Alguns membros de Tía Gachita são da comunidade local, outros são refugiados afro-colombianos. Olaise diz que todas são “mulheres guerreiras determinadas”, empenhadas em resgatar uma forma tradicional, há muito utilizada por suas comunidades, como forma de educar a próxima geração.
“Nossa música, ritual usado por nossos ancestrais, é o meio que usamos para guiar os jovens”, diz Olaise, que usa o tradicional turbante na cabeça.
Sua mensagem é extremamente necessária. A ONU estima que uma em cada três mulheres em todo o mundo sofrerá violência de gênero durante a vida, a maioria nas mãos de alguém que conhece ou de quem é íntimo.
A América Latina tem um dos maiores níveis de violência de gênero do mundo. E a situação piorou durante a pandemia de COVID-19, que resultou em bloqueios prolongados e aumento da pobreza. O risco elevado de violência tem sido ainda maior para mulheres e meninas deslocadas, que são particularmente vulneráveis aos impactos socioeconômicos da pandemia e enfrentam barreiras adicionais para denunciar abusos e buscar ajuda.
Embora a violência seja comum, ela raramente é discutida. Os membros do grupo dizem que as canções são uma forma valiosa de iniciar conversas muito necessárias em suas comunidades. “É difícil ir diretamente a um parceiro para tratar de questões de violência”, disse Zorana Narváez, 32, uma refugiada afrodescendente de Tumaco, na costa sudoeste do Pacífico da Colômbia. “Mas através da canção você pode ouvir a música, o tema, e tudo é diferente”, acrescenta ela.
Desde 2019, Tía Gachita recebe o apoio da Agência da ONU para Refugiados (ACNUR), seu parceiro HIAS e do Fundo de População da ONU, por meio de workshops sobre prevenção da violência de gênero, promoção dos direitos humanos e integração de refugiados.
“Aprendi muito sobre os direitos que temos aqui no Equador”
Além de combater a violência de gênero, o grupo usa as canções para divulgar outras mensagens úteis de serviço público, entre elas a necessidade de se vacinar contra a febre amarela e o sarampo - e agora a COVID-19.
O Equador acolhe cerca de 70.000 refugiados colombianos, bem como mais de 500.000 refugiados e migrantes da Venezuela que encontraram no pequeno país andino um porto seguro para reconstruir suas vidas.

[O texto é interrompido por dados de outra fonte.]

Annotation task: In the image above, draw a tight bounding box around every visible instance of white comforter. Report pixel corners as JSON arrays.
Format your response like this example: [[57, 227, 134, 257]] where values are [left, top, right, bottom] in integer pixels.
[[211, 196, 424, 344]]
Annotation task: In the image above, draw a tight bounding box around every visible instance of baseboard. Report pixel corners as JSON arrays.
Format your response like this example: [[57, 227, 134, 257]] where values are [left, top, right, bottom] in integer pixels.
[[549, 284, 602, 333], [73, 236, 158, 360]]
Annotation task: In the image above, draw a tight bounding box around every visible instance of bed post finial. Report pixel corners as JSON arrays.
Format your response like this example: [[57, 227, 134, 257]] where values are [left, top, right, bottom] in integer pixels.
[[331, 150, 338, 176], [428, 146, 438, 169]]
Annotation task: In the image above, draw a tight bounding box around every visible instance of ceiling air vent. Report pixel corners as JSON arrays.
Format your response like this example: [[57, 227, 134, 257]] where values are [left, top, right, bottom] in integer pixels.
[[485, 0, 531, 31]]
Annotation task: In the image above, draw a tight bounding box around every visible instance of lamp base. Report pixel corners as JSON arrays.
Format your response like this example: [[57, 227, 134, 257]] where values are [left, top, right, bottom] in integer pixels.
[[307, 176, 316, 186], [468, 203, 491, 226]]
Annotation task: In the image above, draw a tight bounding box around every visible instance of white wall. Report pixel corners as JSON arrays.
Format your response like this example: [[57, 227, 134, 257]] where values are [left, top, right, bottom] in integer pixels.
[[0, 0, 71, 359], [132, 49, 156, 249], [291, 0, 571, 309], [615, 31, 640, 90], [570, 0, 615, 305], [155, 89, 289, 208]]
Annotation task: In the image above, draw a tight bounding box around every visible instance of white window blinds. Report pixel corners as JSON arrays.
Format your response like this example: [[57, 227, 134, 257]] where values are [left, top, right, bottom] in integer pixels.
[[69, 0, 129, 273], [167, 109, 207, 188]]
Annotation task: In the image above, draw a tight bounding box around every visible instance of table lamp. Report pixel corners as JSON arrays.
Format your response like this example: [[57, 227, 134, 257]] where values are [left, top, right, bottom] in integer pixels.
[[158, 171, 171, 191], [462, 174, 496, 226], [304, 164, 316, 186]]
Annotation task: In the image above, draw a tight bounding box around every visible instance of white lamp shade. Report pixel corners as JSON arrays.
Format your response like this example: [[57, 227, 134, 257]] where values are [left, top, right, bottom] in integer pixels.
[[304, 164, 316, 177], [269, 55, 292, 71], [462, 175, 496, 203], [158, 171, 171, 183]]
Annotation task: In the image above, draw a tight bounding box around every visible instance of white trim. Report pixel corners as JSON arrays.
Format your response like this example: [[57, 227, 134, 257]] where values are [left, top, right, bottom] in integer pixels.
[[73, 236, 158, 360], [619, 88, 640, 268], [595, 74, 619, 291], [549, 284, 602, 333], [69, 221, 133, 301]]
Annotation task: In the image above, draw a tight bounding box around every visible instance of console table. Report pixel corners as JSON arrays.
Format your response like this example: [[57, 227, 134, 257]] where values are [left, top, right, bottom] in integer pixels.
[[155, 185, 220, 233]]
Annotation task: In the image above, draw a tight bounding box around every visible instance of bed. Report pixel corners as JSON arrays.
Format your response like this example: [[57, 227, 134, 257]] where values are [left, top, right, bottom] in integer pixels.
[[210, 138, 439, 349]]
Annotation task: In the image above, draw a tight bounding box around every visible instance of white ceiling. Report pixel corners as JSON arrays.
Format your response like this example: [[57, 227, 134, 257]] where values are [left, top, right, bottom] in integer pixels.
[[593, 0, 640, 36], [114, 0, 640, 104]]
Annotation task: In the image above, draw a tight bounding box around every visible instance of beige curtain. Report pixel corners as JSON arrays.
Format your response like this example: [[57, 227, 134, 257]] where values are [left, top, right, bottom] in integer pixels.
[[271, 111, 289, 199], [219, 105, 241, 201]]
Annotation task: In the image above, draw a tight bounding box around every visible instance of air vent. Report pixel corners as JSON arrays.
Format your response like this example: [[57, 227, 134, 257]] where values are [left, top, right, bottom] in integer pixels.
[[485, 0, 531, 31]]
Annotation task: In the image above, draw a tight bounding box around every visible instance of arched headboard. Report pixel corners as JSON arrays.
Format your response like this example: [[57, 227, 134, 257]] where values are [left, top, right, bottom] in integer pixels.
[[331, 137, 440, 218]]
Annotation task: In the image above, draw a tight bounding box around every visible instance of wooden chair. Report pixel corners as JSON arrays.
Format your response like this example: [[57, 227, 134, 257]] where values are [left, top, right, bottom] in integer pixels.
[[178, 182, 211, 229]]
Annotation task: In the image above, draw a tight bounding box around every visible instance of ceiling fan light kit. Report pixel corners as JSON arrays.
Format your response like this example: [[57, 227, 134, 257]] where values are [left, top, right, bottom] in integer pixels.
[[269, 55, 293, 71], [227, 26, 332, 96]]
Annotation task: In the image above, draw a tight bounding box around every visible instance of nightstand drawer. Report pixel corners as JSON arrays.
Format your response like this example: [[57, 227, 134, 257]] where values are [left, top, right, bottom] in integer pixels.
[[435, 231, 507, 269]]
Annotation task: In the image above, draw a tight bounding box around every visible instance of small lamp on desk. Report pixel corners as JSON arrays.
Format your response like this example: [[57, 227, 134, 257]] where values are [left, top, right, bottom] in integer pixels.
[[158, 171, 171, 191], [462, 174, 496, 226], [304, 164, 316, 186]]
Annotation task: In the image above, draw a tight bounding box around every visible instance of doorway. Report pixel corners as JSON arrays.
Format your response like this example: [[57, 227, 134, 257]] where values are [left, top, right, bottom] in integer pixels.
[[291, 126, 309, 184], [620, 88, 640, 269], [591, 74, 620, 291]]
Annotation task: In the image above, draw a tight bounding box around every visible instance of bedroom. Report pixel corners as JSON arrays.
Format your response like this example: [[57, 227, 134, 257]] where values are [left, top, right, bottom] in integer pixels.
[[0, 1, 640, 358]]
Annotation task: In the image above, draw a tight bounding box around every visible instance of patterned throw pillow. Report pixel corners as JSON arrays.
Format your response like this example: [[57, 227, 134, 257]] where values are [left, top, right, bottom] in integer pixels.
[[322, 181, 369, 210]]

Olaise também usa a música para promover a integração dos refugiados colombianos que se estabeleceram perto de Calderón. As canções rítmicas de chamada e resposta do grupo buscam construir a fraternidade entre as duas nacionalidades e estabelecer os direitos daqueles que deixaram suas casas para trás para escapar da violência e da perseguição.
“Foi uma experiência muito boa porque aprendi muito sobre os direitos que nós - como pessoas em trânsito - temos aqui no Equador. E isso também me ajudou a orientar outras pessoas na mesma situação”, explica Zorana, que está com Tía Gachita há seis anos.
Muitas das comunidades afrodescendentes em San Lorenzo compartilham laços familiares com comunidades na Colômbia, e ambas as comunidades estão encantadas por estar revivendo uma forma tradicional compartilhada.
“Eu me sinto muito feliz, porque através das canções resgatamos a cultura dos nossos avós, que estava sendo deixada para trás, e podemos falar às mulheres sobre os nossos direitos, a igualdade que devemos ter”, diz Zorana.
Reviver a cultura de seus antepassados - enquanto espalha mensagens úteis - também dá a Olaise uma profunda satisfação. “A cultura é a vida das pessoas”, diz. “É por isso que nos organizamos, como mulheres guardiãs da sabedoria, com o objetivo de resgatar nossa cultura e nossas vidas”.